Le capital social d’une société ne sert à rien !

Vraiment ? Le montant du capital social de votre entreprise lui permet de fonctionner, en début d’activité. Ensuite, le montant des fonds investis est aussi un signal fort de l’engagement des actionnaires propriétaires, qui parient sur un succès entrepreneurial. Pas convaincus ? On explique la notion de fonds d'amorçage et de finanacement du développement de l'entreprise. On vous parle "seuil de rentabilité", "point mort" et fonds de roulement ...

Dialogue avec un créateur d'entreprise qui fonde une société commerciale :

- « Combien, le montant du capital social de votre société ? »

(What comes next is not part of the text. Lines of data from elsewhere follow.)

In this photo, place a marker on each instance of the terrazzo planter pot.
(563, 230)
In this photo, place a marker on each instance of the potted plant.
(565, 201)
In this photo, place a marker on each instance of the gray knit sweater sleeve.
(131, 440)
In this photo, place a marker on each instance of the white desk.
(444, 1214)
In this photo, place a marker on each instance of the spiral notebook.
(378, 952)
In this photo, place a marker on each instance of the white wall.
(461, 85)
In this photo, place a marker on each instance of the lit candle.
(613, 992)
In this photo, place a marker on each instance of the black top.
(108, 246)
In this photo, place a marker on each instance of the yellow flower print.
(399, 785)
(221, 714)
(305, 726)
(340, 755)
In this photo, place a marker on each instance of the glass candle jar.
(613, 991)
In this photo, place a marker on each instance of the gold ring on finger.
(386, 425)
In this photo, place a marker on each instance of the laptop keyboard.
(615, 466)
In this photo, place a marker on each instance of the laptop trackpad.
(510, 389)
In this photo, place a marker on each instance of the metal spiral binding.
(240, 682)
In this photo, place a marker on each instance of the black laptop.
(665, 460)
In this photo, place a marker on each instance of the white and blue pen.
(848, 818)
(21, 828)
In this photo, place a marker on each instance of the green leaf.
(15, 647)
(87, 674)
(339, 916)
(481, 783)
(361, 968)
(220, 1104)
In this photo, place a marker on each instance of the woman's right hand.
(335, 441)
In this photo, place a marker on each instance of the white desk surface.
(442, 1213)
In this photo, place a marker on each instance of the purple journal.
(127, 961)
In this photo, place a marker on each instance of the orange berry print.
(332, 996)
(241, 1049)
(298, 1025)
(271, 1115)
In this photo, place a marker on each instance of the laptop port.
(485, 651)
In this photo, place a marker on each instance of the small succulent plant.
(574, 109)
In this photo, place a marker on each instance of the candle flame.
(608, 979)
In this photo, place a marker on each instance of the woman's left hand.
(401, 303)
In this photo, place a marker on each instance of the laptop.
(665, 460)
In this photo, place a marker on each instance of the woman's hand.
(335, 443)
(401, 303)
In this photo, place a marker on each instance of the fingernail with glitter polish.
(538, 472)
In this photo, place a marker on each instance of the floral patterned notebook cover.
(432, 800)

- « bah... 500€ ! Le capital, ça sert à rien … ».

Pour tous ceux qui doivent lire vite, ne retenez que ces deux phrases encadrées : 

Même si la loi l'autorise, afficher un capital ridiculement faible est perçu par les milieux économiques comme un signal de faiblesse. Cela décrédibilise l’entreprise et l’entrepreneur, qui fait implicitement l’aveu d'une certaine ignorance des bases financières universelles autour de l'argent nécessaire pour l'amorçage d'une entreprise.

Psychologie économique : le capital pour inspirer la confiance

Le capital social, c’est la mise de ceux qui risquent de l’argent dans une société commerciale (les créateurs d'entreprises). Ils en sont propriétaires dans un but lucratif, donc sont censés croire dans le potentiel de croissance d’un modèle économique. Alors, miser "petit", revient à afficher des doutes dans ses propres chances de succès.

Réalité économique : combien d'argent faut-il pour créer mon entreprise

Lors de la création de l’entreprise, la mise à disposition (on dit « libération ») du capital donne à la société des ressources pour acheter le patrimoine de départ. Ce patrimoine peut se composer de liquidités, versées sur le compte en banque de la société ou de moyens d’exploitations (machines, stocks, licences,…) apportés par celui ou ceux qui souscrivent au capital. Plus la valeur du capital est importante, plus le patrimoine dont dispose l’entreprise pour l'amorçage de son activité est important.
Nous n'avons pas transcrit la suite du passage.